Jakarta, TopBusiness – PT MMS Group Indonesia atau MMSGI terus melakukan diversifikasi bisnis berkelanjutan, sebagai langkah untuk menciptakan pendapatan non fosil menjadi 50 persen di 2032. Dengan begitu, sudah dapat dipastikan bahwa perusahaan akan selalu sejalan dengan program tanggung-jawab sosial perusahaan alias CSR.
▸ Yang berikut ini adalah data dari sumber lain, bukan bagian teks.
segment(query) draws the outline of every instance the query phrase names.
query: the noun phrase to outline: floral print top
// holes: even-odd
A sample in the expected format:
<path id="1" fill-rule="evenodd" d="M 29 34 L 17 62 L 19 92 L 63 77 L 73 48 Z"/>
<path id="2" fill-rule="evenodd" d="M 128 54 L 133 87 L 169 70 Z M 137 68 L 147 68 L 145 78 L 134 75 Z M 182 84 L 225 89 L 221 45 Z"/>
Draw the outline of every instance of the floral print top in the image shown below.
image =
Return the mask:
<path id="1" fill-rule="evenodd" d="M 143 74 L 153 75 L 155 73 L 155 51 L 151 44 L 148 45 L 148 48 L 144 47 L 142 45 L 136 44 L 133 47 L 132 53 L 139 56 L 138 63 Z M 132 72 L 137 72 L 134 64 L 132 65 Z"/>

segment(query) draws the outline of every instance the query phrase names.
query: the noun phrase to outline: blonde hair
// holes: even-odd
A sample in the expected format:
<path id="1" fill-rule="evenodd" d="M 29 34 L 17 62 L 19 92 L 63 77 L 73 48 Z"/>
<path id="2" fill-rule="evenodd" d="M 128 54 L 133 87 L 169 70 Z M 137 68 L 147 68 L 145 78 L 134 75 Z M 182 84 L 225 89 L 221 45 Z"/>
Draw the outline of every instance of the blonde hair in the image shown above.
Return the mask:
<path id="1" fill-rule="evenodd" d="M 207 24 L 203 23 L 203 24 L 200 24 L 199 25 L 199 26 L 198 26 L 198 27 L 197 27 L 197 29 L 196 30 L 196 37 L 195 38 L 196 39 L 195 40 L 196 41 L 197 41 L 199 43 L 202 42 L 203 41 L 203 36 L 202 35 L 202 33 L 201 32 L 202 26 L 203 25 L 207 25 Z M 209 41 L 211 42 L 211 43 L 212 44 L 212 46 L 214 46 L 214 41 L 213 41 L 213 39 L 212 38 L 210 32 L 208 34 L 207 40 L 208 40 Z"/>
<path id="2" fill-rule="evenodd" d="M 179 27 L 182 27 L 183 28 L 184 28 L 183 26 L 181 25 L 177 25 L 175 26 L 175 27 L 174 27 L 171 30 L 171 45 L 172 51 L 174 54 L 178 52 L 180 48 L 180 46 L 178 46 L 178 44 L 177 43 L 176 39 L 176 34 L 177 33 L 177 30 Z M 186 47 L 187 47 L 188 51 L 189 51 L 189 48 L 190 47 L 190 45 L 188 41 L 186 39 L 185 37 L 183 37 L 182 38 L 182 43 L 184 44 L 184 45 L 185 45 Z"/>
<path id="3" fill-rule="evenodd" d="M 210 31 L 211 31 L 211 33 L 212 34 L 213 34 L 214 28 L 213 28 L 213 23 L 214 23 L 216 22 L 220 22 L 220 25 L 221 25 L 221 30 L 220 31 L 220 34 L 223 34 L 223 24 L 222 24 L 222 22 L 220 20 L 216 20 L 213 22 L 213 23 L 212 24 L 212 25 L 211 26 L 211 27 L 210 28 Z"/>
Dalam konteks untuk menciptakan program bisnis berkelanjutan di masa depan, perusahaaan telah meletakan pondasi ESG. ESG sendiri singkatan dari environmental, social, and governance sebagai kerangka kerja yang digunakan untuk menilai dampak suatu perusahaan terhadap lingkungan, kontribusi sosial, dan bagaimana perusahaan tersebut dikelola, dengan fokus pada keberlanjutan dan tanggung jawab sosial.
“Jadi, secara singkat kami ini adalah perusahaan 100 persen PMDN (Penanaman Modal Dalam Negeri) yang awalnya, sangat kuat pandasinya di coal dan hospitality. Namun untuk ke depannya, kami berkomitmen untuk berdiversifikasi bisnis berkelanjutan yaitu ekosistem energi bersih dan hilirisasi nikel, serta property juga,” kata Akhmad Hamzah selaku Divisi Head Sustainability and Projects kepada Dewan Juri TOP CSR Awards 2025, dalam sesi pemaparan materi presentasi bertema Staying the Path: Maximizing Impact 2024 MMSGI’s Journey, secara daring melalui aplikasi zoom meeting, di Jakarta, hari ini.
Bahkan dirinya menegaskan, pihaknya memposisikan prinsip ESG dalam rangka meraih inisiatif-inisiatif program CSR tanpa mengabaikan dari visi-misi perusahaan itu sendiri.
“Komitmen kami, ini untuk menjadikan kontribusi pendapatan non fosil menjadi 50 persen di 2032 yaitu ada direction secara group, serta kami juga baru saja me-reframe narasi group dan core value, salah satunya, ada ESG sebagai salah satu fondasi utama di kegiatan dan operasional group.”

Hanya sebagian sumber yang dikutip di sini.